Nutridos grupos de trabajadores de las organizaciones sindicales y políticas, fusil o escopeta al hombro, recorrían las calles y plazas, localizando a los fascistas emboscados, que nos ametrallaban cobardemente, y dándoles su merecido. Empezó a zumbar el cañón, y sus disparos retumbaban en la ciudad. ¡Eran los militares sublevados del Cuartel de la Montaña, sito en la calle de Ferraz, cuya parte posterior daba al paseo de Rosales!

El día fué muy accidentado para mí, desbordado como estaba por mi trabajo. A eso de las seis de la tarde tomé un taxímetro y me hice conducir a la calle de la Luna, al local de Sindicatos de la C. N. T.

Debo advertir aquí que nuestro local había sido clausurado por la policía unos días antes, cosa que había ya ocurrido distintas veces por obra y gracia −¡maldita la gracia!− del Gobierno republicano de izquierda. Y aun el mismo viernes por la noche, víspera de la llamada del Gobierno a los trabajadores anarquistas, el local de nuestra Confederación continuaba clausurado y acordonado por los policías.

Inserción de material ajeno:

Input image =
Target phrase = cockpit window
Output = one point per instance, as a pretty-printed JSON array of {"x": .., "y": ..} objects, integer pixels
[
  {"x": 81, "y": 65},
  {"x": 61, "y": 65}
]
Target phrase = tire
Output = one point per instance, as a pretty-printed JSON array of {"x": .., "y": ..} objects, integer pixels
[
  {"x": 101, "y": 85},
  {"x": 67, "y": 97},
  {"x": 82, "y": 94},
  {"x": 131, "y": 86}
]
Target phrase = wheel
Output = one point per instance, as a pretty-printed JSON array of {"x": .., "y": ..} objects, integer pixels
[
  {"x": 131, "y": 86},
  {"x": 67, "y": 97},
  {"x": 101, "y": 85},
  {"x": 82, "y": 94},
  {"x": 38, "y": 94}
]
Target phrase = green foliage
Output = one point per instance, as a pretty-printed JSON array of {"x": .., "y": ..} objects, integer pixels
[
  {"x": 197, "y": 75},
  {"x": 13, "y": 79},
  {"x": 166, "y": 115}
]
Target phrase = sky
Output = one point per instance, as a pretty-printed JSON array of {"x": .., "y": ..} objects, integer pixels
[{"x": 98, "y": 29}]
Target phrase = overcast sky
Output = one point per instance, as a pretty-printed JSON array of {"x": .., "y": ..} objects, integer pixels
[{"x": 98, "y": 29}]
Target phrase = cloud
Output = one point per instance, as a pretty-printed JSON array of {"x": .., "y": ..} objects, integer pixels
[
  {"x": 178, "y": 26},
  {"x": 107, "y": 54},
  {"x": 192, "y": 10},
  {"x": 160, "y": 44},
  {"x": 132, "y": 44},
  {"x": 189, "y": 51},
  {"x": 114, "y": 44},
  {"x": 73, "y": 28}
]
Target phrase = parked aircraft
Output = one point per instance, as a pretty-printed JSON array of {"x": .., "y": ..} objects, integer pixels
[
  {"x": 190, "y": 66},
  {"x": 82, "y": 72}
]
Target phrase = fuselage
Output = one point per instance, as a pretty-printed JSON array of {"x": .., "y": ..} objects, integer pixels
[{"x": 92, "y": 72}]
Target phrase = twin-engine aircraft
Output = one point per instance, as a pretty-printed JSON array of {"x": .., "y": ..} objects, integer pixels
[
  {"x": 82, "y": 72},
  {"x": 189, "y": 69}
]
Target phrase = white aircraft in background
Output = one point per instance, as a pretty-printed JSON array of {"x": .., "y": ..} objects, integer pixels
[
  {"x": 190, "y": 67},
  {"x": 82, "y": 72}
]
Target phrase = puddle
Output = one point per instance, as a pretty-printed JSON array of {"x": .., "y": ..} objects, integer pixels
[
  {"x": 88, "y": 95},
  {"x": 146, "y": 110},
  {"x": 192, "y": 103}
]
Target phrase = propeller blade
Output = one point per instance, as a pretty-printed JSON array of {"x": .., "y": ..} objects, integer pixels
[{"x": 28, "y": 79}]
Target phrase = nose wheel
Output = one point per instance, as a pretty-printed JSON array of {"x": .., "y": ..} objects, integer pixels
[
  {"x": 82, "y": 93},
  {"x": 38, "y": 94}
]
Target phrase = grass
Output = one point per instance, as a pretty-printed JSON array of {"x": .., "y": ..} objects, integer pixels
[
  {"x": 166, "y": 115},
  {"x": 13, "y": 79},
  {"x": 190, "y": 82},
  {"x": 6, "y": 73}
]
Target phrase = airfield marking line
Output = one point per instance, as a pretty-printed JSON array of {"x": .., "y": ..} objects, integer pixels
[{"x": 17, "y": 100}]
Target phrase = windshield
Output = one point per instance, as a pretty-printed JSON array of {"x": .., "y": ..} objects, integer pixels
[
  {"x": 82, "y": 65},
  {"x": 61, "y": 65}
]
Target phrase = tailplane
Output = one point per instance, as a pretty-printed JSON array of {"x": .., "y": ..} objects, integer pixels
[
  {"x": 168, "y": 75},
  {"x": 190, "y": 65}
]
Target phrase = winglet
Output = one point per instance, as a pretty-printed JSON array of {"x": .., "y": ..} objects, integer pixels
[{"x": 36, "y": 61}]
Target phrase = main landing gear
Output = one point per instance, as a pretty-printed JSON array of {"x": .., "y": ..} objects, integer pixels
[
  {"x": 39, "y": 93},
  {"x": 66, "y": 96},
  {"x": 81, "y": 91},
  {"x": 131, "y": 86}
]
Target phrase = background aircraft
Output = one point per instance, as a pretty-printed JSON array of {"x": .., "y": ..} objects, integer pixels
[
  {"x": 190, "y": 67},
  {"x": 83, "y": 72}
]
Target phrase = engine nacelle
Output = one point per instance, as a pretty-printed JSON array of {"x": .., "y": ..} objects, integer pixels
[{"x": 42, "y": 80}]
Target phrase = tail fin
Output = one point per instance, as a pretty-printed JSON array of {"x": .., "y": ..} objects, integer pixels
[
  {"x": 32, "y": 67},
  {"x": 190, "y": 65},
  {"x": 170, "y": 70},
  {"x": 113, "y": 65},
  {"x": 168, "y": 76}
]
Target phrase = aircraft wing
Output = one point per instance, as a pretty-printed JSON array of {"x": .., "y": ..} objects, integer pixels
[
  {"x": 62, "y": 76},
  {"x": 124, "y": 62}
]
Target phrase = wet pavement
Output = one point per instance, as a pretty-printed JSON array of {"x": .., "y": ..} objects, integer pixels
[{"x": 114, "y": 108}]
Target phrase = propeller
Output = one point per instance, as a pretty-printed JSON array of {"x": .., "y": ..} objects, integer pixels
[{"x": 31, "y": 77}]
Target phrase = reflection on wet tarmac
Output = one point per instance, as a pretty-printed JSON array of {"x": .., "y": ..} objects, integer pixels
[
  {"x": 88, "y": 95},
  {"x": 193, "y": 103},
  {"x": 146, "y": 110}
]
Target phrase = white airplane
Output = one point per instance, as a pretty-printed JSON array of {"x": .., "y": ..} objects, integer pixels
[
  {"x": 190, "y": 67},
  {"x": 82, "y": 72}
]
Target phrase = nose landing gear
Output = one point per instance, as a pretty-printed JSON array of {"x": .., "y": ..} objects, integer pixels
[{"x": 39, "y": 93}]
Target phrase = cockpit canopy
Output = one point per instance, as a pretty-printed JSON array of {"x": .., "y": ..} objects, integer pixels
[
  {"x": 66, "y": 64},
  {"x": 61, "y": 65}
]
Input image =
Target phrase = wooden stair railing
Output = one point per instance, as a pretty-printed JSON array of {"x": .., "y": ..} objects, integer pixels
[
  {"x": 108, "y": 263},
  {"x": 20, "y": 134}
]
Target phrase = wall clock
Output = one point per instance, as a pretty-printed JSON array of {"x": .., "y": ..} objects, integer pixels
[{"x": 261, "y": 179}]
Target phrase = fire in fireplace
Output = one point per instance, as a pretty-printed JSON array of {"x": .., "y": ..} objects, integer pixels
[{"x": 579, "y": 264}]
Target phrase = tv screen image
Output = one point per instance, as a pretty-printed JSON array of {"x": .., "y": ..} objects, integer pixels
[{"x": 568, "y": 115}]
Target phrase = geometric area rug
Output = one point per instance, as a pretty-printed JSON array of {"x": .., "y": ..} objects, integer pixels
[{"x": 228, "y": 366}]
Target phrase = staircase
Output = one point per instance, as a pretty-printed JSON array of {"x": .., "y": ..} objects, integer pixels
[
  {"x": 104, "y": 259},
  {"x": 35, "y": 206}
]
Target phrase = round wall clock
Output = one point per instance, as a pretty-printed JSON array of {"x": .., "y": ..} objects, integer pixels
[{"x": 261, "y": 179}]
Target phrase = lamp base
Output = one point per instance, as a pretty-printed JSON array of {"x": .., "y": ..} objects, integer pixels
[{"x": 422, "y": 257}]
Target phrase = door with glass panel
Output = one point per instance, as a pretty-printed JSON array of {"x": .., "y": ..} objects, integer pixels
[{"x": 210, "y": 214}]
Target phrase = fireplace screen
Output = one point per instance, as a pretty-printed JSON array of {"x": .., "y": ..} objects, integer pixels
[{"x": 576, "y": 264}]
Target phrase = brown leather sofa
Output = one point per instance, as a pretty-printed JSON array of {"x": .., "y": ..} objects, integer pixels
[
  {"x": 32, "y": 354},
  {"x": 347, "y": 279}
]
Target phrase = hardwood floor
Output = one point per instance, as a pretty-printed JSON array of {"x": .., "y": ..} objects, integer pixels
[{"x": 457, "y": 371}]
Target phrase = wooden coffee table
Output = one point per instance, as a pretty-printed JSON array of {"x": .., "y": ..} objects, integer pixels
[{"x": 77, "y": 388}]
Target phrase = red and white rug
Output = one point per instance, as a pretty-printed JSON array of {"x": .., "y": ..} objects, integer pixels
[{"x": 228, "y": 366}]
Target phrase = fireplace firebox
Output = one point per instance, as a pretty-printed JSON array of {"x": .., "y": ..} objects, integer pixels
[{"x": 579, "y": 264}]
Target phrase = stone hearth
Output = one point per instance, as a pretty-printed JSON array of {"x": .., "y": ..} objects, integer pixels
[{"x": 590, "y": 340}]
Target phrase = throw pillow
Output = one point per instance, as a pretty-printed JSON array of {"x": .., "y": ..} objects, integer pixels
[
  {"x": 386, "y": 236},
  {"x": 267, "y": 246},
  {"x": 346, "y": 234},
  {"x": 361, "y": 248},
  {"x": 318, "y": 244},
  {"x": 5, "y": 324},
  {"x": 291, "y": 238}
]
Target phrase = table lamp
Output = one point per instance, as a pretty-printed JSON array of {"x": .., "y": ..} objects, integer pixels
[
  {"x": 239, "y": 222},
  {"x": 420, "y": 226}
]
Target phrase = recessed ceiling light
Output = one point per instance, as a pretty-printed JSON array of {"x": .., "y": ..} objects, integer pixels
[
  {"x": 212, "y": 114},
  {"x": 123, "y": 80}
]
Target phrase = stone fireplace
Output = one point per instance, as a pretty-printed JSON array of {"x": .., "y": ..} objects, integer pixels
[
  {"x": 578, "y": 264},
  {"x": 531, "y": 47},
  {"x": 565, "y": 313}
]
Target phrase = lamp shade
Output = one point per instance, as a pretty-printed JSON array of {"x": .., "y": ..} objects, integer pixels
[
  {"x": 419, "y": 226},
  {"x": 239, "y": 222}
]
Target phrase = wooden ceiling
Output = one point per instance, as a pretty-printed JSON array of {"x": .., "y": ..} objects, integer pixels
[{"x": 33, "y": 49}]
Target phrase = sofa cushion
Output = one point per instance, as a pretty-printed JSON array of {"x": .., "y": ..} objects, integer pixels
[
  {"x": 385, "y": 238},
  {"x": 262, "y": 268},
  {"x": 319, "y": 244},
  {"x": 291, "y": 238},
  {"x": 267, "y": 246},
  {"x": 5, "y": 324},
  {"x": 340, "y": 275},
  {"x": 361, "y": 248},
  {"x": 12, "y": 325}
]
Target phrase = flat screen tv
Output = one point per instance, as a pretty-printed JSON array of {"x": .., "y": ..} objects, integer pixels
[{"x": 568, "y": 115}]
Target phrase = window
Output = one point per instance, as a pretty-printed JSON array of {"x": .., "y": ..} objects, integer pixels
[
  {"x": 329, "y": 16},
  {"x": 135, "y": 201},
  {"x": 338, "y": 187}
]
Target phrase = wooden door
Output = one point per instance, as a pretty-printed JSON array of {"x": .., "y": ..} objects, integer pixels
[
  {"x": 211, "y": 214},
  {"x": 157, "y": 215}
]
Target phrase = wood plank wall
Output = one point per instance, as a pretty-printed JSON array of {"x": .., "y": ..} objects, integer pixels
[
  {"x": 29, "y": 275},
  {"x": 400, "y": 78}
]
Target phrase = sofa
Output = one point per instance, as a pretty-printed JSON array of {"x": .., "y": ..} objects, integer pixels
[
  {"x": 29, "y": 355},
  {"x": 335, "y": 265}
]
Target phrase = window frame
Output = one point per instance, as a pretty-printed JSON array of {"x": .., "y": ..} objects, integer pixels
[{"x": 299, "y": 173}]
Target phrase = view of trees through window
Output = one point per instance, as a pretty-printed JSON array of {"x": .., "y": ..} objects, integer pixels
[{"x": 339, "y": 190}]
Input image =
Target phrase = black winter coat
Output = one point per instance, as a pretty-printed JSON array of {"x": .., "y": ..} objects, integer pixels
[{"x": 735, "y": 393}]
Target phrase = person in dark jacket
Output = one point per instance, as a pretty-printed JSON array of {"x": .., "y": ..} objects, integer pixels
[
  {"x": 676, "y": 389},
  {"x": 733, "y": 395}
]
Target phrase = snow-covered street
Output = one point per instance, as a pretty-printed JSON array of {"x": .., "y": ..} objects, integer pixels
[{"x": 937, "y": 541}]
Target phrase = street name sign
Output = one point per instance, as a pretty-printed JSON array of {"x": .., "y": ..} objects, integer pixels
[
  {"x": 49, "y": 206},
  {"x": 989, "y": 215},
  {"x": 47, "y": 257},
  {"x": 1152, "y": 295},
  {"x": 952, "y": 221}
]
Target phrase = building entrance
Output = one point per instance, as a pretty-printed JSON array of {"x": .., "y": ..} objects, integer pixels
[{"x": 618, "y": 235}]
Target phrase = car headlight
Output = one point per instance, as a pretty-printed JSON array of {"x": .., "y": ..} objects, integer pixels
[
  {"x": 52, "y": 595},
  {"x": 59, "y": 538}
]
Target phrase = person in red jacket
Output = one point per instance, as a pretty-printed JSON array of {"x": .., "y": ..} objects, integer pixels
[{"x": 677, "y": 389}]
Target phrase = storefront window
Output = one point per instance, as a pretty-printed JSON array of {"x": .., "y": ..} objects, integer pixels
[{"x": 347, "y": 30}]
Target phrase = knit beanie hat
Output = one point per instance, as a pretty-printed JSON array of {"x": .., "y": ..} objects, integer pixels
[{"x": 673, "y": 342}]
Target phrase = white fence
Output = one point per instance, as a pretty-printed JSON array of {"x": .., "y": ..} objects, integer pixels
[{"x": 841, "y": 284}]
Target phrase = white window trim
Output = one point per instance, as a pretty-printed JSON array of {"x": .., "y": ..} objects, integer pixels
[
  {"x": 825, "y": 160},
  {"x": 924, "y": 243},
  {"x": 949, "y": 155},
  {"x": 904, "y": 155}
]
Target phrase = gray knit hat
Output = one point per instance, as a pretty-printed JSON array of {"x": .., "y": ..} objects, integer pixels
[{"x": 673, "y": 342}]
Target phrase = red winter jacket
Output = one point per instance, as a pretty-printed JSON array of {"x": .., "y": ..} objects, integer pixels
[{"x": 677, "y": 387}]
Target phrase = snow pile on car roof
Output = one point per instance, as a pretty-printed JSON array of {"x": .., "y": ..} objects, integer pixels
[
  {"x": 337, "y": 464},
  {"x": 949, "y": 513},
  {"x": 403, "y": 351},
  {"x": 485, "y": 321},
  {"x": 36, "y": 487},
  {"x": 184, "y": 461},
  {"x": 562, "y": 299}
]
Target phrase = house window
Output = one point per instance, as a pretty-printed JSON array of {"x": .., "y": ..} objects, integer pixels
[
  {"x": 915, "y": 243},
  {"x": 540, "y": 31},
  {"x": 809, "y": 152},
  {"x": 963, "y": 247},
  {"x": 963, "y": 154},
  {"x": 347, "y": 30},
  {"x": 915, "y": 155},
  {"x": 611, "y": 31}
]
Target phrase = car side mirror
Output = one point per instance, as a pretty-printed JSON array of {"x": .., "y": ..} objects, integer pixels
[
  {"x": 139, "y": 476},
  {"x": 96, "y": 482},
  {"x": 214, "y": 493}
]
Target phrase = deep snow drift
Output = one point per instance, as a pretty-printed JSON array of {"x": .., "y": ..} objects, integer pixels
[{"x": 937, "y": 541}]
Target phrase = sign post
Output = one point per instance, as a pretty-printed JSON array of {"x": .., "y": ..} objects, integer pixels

Nuestro local estaba ya abierto −¿cómo no?−, y en lugar de los policías que dos días antes vigilaban la puerta, vi a los compañeros que, como imponente aluvión de hormigas, entraban y salían precipitadamente, llevando y trayendo armas y municiones.

El aspecto del local de la Confederación en aquellos días lo llevo grabado en mi imaginación. ¡Con qué nobleza habían respondido a la llamada los eternos perseguidos y apaleados, los "bandidos con carnet", como se nos llamaba a los anarquistas, a los trabajadores confederados!

Pero en el momento trágico, en la hora crítica en que el Pueblo se veía seriamente amenazado por los traidores militares, la eterna "cenicienta" de los Gobiernos españoles acudía, llena de entusiasmo, a la angustiosa llamada del Gobierno,su perseguidor, y devolvía bien por mal. ¡Así somos los hombres de la Confederación! ¡Que no lo olvide nadie!

Entré en el local y me entrevisté con mis compañeros del Sindicato Unico de Espectáculos Públicos al que yo pertenecía. El momento era grave. Tan grave, que desde allí mismo di contraorden a mis ayudantes para el trabajo del lunes, rogándoles avisaran a todos mis artistas que se suspendía el rodaje de la película hasta nueva orden, a causa de las circunstancias.

Un grupo de compañeros nos dirigimos a la calle de Ferraz, que estaba tomada por el Cuerpo de Asalto, para evitar más víctimas, pues los rebeldes habían matado ya a algunos de los nuestros con sus ametralladoras, emplazadas en el interior del cuartel y con las que hacían un fuego ininterrumpido.